Mr. Gaines, a former crack institutional energy analyst, a one-time adviser to Carl Icahn in his hostile energy takeover attempts, and no stranger to this column because of his consistent stock-picking prowess, reckons that if you equate energy shares to the human life cycle, the stock group is probably only in its 20s.
Energy fundamentals remain very positive, he notes. “It’s Economics 101; you’ve got growing demand and diminishing supply,” Mr. Gaines says. “American production is not being replaced. We, as well as China and India, have an insatiable oil appetite. America still doesn’t have a viable energy policy, and given current conditions, the terror and supply disruption premium of about $15 a barrel is not about to disappear any time soon.”
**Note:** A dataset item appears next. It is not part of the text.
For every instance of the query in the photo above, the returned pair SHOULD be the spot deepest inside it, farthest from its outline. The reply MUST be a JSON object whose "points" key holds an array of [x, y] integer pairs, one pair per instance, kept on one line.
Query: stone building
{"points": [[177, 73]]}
In recent years, we’ve seen forecasts of $100-a-barrel oil from the likes of Goldman Sachs, Merrill Lynch, and Boone Pickens. Mr. Gaines, currently CEO of Dune Energy, a Houston-based oil and gas producer, figures that the elusive triple-digit target is likely to become a reality over the next 12 months. Oil closed Friday at around $73.93 a barrel.
Given the surge in energy stocks, Mr. Gaines, who is said to have a personal equities portfolio in excess of $100 million, about 90% of which is in the energy sector, has easily been one of the best stockpickers in this column. Three of his current favorites, each of which he owns, are Allis-Chalmers Energy, Chesapeake Energy, and Comstock Resources. He views all three as potential 25% to 50% gainers over the next 12 months.
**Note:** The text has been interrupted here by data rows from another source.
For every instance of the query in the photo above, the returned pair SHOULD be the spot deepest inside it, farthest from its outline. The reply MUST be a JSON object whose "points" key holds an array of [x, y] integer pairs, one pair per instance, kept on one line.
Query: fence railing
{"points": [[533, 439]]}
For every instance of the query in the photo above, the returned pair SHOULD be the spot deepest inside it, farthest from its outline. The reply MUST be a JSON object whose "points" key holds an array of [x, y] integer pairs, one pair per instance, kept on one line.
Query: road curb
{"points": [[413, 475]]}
Mr. Weiss, who runs Weiss Research in Jupiter, Fla., doesn’t see any change in the fundamentals that have driven oil prices higher, especially as they relate to international turmoil. As such, he thinks $80- to $90-a-barrel oil is a good possibility in the next few months, with the price climbing to $100 by year end.
Assessing major overseas concerns, he views Venezuela, which has the largest petroleum reserves in the Western Hemisphere, as “a basket case in the making” whose oil industry has been turned upside down by its firebrand dictator, Hugo Chavez. Indicative of this is Venezuela’s seizure of the control of four foreign-owned oil ventures, with two of the biggies, ConocoPhillips and Exxon Mobil, announcing plans to pull out of the country altogether.
Another ticking time bomb, Mr. Weiss says, is the world’s fourth-biggest oil exporter, Iran, which he feels can blow at any time, as it’s inching toward a broad conflict with America over Iraq. Yet another big risk is one of the world’s largest sources of light crude oil, Nigeria. One-fifth of Nigeria’s oil production is currently shut down due to military protests, attacks, and sabotage. As much as one-fifth of the output is thought to be vulnerable to future attacks, Mr. Weiss points out, and nearly all of Nigeria’s production could come to a standstill in a civil war.
Next is Iraq, which owns some of the world’s largest oil reserves and is in chaos. Despite the biggest oil industry rescue effort of all time, Iraq’s oil exports are still stuck below the 1.7 million barrels a day exported under Saddam Hussein. And in the event of a political collapse, Mr. Weiss observes, even that level would be tough to maintain.
Adding to the energy woes, he says, is the fact that we’re in the midst of the fuel-guzzling summer driving season, the unwillingness of Americans to cut back on their energy consumption, and the shortage of refining capacity.
Mr. Weiss’s best energy bets are energy alternative plays, namely ethanol through Archer Daniels Midland and the Brazilian national oil company, Petróleo Brasileiro, and nuclear power via Canadian-based Cameco Corp., one of the world’s largest uranium companies. Transocean and Baker Hughes are some other favorites.
The bottom line: For now, the bull market in energy looks like it just won’t quit.